Suddenly my face is shoved back. Hard. She grips me by the shoulder of my shirt and rips me up until I’m back on my feet. I stare down at her. Shocked and horrified, worried that I pushed her too fast for my own gain. Except her hand meets the back of my head, and she thrusts me forward until our foreheads bump.
Then she’s kissing me, moaning into my mouth, and tasting her pussy on my lips.
But her kiss. God, how I love her kisses. They’re magic and mystery and seduction and lust. They make me so hard. Hell, all of her makes me hard, but her kisses are something elseentirely. A spell only she casts on me. It’s why I wasn’t going to kiss her. I knew if I did, it would fuck me sideways, and it is.
I kiss her back with everything I have, but I’m not done with her pussy yet.
“That night I first kissed you, I felt robbed when the power came back on,” I whisper. “I hated it. I was so angry. I wanted to strip you naked and feel your body and fuck you so goddamn hard. Then the power came back on, and I saw who you were, and I felt like the worst sort of devil for how you made me feel.”
She rips at my hair, but I press my forehead to hers, forcing my truth between her lips.
“I craved you. I was desperate. Let me show you just how much.”
She gives me a shaky nod, and I return to her pussy, barely able to stay away for long. Her clit is thrumming with blood, thick and plump, and I suck it between my lips so I can work it. My fingers slide back in and out of her, but not just slide—I’m pumping, fucking, my wrist angled to drive them in and out of her. All the while my lips and tongue and teeth even eat her.
I go and go, but she’s not coming despite how close she is. And she’s close. I know she is. She’s soaking my face and moaning and rocking and trembling.
It’s mental.
Her hand slips into my hair while my fingers rub the spot that’s the perfect counterpoint to where my tongue is licking. All I can taste and smell is her cunt. All I can feel are her thighs against my cheeks and her hand in my hair. I can hear her moans. They’re not quiet despite Zoey being upstairs.
I pull back and smack her pussy with my wet fingers before I use them to rub her clit. She’s staring down at me, watching me, but something is definitely preventing her from letting go. A wall she’s constructed.
“What is it? Tell me.”
She shakes her head, her blonde hair beautiful and wild. “I told you I’m broken.”

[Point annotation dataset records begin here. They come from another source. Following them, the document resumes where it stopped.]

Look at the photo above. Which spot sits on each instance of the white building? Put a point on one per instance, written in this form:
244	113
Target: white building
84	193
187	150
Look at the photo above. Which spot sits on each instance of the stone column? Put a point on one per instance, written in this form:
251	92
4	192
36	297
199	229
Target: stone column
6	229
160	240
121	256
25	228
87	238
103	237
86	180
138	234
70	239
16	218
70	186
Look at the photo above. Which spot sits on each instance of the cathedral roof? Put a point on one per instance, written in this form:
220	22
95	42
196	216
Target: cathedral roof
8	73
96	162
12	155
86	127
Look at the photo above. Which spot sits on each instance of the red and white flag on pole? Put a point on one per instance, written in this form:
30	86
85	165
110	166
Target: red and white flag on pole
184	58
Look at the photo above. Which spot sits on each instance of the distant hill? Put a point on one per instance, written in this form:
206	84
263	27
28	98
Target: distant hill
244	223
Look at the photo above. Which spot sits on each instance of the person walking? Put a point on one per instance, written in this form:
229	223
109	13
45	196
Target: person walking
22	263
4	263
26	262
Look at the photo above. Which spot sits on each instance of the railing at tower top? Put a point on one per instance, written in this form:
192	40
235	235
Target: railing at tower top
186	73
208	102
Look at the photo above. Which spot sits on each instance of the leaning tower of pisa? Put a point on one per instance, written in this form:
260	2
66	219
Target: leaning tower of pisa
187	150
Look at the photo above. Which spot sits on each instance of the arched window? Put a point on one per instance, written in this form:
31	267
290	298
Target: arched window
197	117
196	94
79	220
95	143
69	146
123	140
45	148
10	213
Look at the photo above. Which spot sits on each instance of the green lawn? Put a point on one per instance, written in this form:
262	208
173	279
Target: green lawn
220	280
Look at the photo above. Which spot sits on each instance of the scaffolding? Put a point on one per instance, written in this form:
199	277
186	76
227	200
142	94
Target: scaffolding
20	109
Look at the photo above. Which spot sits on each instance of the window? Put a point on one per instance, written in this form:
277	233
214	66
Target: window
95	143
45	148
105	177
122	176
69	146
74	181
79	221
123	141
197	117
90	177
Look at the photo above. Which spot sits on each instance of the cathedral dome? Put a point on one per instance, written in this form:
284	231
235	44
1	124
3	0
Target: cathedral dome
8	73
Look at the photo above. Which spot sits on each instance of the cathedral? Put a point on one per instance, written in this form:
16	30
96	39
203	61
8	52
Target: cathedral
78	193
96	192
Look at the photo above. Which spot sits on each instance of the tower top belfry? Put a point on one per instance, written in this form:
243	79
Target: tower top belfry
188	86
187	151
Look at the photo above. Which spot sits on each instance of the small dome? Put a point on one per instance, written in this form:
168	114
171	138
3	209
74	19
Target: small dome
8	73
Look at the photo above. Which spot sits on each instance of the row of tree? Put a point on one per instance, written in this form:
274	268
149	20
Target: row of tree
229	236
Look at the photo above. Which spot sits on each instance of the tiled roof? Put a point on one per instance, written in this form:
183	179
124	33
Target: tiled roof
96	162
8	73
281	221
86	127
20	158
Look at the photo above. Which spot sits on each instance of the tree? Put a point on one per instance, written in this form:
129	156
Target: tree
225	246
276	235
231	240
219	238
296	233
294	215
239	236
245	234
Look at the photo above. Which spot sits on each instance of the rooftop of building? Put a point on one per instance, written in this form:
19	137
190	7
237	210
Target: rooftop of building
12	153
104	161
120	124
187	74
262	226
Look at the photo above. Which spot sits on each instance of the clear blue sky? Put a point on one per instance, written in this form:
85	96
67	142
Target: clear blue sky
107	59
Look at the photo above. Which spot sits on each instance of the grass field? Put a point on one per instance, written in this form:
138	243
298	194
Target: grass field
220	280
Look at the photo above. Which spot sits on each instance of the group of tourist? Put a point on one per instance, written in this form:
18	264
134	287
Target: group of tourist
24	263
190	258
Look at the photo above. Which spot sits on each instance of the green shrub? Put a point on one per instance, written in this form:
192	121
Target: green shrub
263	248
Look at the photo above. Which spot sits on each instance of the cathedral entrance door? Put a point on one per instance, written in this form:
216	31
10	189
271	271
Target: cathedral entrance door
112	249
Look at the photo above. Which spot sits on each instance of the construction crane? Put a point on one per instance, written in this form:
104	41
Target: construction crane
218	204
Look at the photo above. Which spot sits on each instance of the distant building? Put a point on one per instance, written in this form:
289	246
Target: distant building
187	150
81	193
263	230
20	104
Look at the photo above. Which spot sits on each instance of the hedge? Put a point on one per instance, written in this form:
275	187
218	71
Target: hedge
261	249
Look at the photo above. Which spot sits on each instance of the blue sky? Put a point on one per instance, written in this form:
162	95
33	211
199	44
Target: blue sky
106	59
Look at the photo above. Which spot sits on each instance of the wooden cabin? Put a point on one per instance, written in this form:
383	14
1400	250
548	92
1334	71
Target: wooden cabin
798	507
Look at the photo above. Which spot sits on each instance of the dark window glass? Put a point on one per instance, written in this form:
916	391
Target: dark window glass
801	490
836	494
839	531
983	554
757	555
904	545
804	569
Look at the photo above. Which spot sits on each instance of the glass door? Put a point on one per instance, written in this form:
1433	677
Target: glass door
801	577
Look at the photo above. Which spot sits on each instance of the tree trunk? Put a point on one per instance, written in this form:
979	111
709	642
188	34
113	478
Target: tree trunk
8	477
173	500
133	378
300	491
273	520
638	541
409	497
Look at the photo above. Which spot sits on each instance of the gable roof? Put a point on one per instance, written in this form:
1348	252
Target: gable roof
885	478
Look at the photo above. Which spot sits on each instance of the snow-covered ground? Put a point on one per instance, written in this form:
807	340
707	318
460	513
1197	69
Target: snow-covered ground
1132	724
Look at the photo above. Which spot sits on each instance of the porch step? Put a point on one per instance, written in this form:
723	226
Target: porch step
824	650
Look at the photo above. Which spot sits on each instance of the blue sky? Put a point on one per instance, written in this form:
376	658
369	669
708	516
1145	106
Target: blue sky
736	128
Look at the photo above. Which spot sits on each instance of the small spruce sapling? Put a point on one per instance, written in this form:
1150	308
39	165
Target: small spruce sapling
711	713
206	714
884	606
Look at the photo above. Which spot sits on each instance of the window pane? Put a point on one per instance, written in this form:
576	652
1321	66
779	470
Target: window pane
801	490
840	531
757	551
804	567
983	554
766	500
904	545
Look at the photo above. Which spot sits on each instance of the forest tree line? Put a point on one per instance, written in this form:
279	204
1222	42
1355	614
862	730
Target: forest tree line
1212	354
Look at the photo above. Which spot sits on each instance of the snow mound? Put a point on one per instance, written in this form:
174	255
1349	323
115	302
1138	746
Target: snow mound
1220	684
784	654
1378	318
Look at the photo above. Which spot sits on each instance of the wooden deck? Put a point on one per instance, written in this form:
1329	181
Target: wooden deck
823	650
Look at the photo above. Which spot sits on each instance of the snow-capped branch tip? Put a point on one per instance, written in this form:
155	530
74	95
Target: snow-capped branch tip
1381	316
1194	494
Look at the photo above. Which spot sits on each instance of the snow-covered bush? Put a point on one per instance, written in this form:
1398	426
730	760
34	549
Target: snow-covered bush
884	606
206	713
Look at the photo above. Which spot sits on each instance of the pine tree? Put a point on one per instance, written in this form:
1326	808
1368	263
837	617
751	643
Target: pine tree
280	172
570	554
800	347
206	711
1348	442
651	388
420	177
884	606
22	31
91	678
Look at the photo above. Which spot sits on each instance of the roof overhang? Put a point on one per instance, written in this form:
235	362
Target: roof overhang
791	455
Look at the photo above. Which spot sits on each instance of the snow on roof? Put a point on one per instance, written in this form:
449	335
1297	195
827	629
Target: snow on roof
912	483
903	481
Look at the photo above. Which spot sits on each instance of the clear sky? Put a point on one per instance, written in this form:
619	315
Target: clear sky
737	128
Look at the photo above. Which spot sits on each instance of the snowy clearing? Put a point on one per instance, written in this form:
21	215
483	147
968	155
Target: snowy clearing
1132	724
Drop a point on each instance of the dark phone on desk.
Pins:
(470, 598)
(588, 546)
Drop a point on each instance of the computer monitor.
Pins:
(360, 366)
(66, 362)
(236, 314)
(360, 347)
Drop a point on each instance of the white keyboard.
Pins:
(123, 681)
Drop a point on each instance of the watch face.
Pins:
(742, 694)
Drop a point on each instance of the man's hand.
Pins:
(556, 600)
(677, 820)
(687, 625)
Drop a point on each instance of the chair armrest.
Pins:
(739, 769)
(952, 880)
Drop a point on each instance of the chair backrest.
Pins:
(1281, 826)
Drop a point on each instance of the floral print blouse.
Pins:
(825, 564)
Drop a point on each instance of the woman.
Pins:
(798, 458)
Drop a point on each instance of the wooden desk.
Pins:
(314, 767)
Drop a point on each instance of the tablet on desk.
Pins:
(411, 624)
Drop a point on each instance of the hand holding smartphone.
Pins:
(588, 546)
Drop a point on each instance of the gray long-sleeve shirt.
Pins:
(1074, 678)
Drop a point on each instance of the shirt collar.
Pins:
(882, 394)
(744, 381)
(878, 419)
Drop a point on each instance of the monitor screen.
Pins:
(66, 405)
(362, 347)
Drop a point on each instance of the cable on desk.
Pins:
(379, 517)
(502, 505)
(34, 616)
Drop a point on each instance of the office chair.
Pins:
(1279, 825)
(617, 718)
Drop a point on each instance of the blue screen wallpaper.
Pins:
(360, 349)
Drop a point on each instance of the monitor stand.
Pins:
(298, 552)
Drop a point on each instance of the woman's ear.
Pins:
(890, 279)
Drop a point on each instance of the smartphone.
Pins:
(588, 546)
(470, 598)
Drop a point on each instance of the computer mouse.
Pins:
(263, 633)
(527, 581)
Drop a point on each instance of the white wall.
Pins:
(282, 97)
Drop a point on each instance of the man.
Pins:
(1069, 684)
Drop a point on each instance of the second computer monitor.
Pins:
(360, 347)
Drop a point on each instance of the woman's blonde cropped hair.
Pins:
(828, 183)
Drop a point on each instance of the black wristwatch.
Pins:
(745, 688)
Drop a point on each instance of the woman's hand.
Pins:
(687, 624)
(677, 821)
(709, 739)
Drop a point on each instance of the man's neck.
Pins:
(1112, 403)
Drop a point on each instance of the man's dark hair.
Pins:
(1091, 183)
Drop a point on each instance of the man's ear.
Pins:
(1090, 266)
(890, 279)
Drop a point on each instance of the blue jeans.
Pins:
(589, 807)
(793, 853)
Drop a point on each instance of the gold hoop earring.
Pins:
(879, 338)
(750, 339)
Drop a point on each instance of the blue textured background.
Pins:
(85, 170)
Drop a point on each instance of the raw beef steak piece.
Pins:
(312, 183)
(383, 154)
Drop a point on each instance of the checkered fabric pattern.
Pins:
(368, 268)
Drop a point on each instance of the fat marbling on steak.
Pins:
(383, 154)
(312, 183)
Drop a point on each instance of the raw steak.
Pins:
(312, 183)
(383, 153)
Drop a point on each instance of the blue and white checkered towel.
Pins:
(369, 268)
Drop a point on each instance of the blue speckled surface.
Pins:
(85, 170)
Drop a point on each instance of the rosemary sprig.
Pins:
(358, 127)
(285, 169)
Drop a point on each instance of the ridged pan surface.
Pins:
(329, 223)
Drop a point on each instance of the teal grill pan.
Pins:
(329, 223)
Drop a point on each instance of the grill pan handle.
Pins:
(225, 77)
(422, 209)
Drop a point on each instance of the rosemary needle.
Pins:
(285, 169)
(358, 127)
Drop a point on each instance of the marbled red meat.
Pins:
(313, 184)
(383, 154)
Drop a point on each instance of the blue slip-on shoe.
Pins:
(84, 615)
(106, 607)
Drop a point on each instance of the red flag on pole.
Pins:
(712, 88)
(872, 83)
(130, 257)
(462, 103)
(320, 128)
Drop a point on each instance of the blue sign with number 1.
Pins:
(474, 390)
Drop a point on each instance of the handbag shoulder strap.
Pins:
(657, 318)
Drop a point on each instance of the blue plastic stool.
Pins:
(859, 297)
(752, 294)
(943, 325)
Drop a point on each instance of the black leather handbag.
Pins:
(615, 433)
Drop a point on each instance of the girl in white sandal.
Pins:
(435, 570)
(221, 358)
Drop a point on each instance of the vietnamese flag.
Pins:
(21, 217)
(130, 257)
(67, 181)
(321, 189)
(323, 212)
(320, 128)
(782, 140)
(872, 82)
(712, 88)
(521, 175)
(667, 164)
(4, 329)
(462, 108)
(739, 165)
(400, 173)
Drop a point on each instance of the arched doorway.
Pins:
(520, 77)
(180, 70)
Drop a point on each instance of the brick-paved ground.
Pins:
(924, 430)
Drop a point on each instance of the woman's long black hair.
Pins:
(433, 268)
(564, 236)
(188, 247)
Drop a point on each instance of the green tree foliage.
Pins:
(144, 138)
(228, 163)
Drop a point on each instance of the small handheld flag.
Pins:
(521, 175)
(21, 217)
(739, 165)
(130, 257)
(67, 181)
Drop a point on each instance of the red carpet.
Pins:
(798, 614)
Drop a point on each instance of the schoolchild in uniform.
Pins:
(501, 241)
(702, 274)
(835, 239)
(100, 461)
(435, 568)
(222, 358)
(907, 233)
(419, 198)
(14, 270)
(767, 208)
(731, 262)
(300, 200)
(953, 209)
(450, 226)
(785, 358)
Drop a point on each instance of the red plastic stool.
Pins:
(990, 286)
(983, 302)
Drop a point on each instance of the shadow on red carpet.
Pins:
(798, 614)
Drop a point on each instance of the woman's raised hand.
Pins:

“You’re not broken, my sweetheart. Not even close.” I rub her faster, and her eyes roll back in her head as her breathing quickens. She’s holding back, or maybe this is the point that always stops her. I can’t tell which, but I can tell she’s too in her head, too cerebral to come the way her body needs.
I stand and kiss her, my lips against hers as I play with her, but I slow my pace.
Capturing one of her hands, I bring her palm to my chest, over my pounding heart, so she feels how excited and turned on I am.
“This is from you. You’re doing this to me.” I force her hand lower to my cock, where she rubs and grips. My eyes close, and my forehead presses into hers. “Skylar,” I groan. “Can I jerk off?”
“I told you I can’t come.”
I grin. “Who said I was anywhere close to done?” My eyes open. “You’re in your head, Little Swan, instead of here with me. What is it?”
She shakes her head.
“Is it more of that bullshit ugly girl syndrome?”
“What?”
I pull my fingers from her pussy and lick them before I cup her face. “You told me about it. About the things people said about you. The lies they filled your head with.”
Her eyes pinch closed.
“God, Skylar. You don’t see yourself the way I see you. If I could, I’d strip you down and spend hours worshiping your body to show you just how fucking gorgeous I think you are. I want you so badly. So fucking badly. You are so sexy to me. But for now, I’ll prove it to you from my side.”
Her eyes flash open to meet mine.
“Can I jerk off? Can I come all over your pussy while I touch you?”
She blinks about ten thousand times at me. “Why would you want to do that?”
“Because no one has ever turned me on as much as you do. Because you need to see that and feel it and know it’s true. But I want us to do it together. To feel each other together.”